In the winter of 2014, Jon Lester was the big name free agent to hit the market. The Cubs ended up signing him to a six-year, $155M contract. The following winter, David Price was the big name free agent. Lester’s has a $25.8M per year, with Price at $30M annually. Here’s why the Red Sox made a huge mistake.
Lester said that he would take a discount, making it easier for the Red Sox to sign him. NESN reported that he probably would have signed a five-year extension worth $120M (24 per). In 113 starts as a Cub, Lester has a 3.09 ERA. Lester’s 3.09 ERA since 2015 ranks 10th in the MLB, minimum 500 innings pitched, one spot below Chris Sale. So the Red Sox could have two top-ten pitchers in the league right now. In eleven postseason starts, he has a 1.63 ERA since 2015, and he won the 2016 NLCS MVP.

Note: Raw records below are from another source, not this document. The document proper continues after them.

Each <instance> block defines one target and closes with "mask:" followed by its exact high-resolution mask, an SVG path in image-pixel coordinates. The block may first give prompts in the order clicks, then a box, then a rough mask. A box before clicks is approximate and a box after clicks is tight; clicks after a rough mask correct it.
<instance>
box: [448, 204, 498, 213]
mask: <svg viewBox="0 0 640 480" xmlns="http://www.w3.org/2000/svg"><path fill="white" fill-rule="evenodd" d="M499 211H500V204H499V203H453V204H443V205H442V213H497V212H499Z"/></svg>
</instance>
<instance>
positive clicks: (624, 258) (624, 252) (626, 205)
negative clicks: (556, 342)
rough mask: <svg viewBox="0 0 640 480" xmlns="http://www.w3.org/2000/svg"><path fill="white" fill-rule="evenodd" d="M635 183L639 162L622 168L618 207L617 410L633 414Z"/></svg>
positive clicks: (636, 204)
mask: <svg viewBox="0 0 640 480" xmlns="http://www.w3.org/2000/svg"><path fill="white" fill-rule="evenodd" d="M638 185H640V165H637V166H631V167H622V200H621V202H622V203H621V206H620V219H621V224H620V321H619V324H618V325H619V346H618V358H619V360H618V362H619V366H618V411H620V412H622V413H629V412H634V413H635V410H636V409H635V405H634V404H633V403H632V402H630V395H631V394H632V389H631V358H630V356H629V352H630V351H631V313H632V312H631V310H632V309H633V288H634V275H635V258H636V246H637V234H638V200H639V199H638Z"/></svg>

After a rough 2015 when Clay Buchholz was the opening day starter, the Red Sox needed to go out and make a big move. They were competing with the Cardinals, so they upped their offer to a seven-year, $217M dollar contract (31 per). Since 2016, Price has a 3.95 ERA in Boston. Price’s 3.95 ERA ranks 27th in the majors since 2016, minimum 400 innings pitched. He ranks third in annual salary, with his 27th slot in the majors is not good enough. In three postseason games as a Red Sox, he has a 4.50 ERA and a 13.50 ERA in his only start.
The Red Sox have won the division both years Price has been in Boston, but they are 1-6 in the playoff games. In his only start against the Indians, Price gave up five runs in 3.1 innings and took the loss. To Price’s credit, he pitched well against the Astros in the bullpen. Lester’s Cubs went to the NLCS in 2015 and 2017 and won the World Series in 2016. Lester is more clutch and trustworthy than Price and is on a better contract. Price is 32 and could opt out of his contract after this year, but I doubt he will given his struggles. I do not like watching a 32-year-old David Price, and I am certainly not looking forward to watching a 36-year-old David Price.
I believe this is the dumbest move ownership has made in the last decade. Some may make the case for the Ramirez and Pablo signing, letting Epstein and Francona go, or something else. But with the difference in money and performance, the decision not to sign Lester and to sign Price is the worst one. There is not a huge difference in money, but the money could be better spent elsewhere. Price is going to get worse as he ages, and the contract is going to look worse and worse each year.